Flow cytometry was performed via a Gallios cytofluorometer (Beckman Coulter, Pasadena, CA, USA). Electronic compensation was used to eliminate bleed over fluorescence. The data examination was done with Kaluza software, version 1.2 (Beckman Coulter). All flow cytometry experiments were conducted in triplicate, and the results were averaged.

3.7. Microwave Plasma–Atomic Emission Spectrometer (MP-AES)

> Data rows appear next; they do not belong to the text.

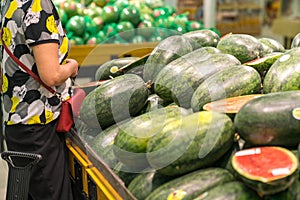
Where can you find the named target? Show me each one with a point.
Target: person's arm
(49, 69)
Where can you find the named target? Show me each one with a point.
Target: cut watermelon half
(268, 169)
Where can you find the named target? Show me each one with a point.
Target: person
(33, 32)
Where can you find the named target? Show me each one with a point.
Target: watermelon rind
(263, 64)
(203, 38)
(115, 100)
(268, 186)
(271, 45)
(243, 46)
(166, 78)
(132, 138)
(110, 68)
(144, 183)
(271, 119)
(191, 185)
(228, 82)
(296, 41)
(229, 191)
(167, 50)
(196, 141)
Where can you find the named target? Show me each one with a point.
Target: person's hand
(74, 66)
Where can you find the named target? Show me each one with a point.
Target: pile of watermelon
(147, 121)
(122, 21)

For determination of absolute cellular iron content, 2 × 106 cells were incubated with 150 μg/mL nanoparticles. After 48 h the cells were washed, cell lysates were prepared from 1 × 106 cells and analyzed via Microwave Plasma–Atomic Emission Spectrometer, MP-AES 4200 (Agilent, Santa Clara, CA, USA). The entire iron level was ascertained at an emission wavelength of 371.993 nm. For calibration external standards of iron at concentrations reaching from 0.01 to 2.5 μg/mL were utilized [38].

4. Conclusions

Little is known about the effects of nanoparticles on reproductive tissue and reproductively relevant cells. Gametes and the embryo are rather vulnerable and are therefore located in a more protected environment, but nanoparticles are most likely to cross these barriers, depending on composition, size and/or coating [39,40]. As nanoparticles are already being used in clinics or in clinical studies, they will be part of future medical applications, especially in diagnosis and therapy. Hence, it is of greatest significance to ensure the safety also of reproductive tissue. According to their field of application, e.g., contrast agents for diagnosis or as carriers of therapeutics in Magnetic Drug Targeting (MDT), these particles are coated with different materials. As we found no uptake of SEONDEX particularly in granulosa cells, they are considered to be suitable as contrast agents for magnetic resonance imaging (MRI), because they will most likely remain longer within the blood circulation. On the other hand, SEONLA-BSA with very low toxicity and low uptake can be used for MDT in cancer or atherosclerosis therapy. In this study we demonstrated, that coating of iron oxide nanoparticles is essential to ensure biocompatibility. Future studies are urgently needed to guarantee the safe design of nanoparticles, especially for cells within reproductive tissues.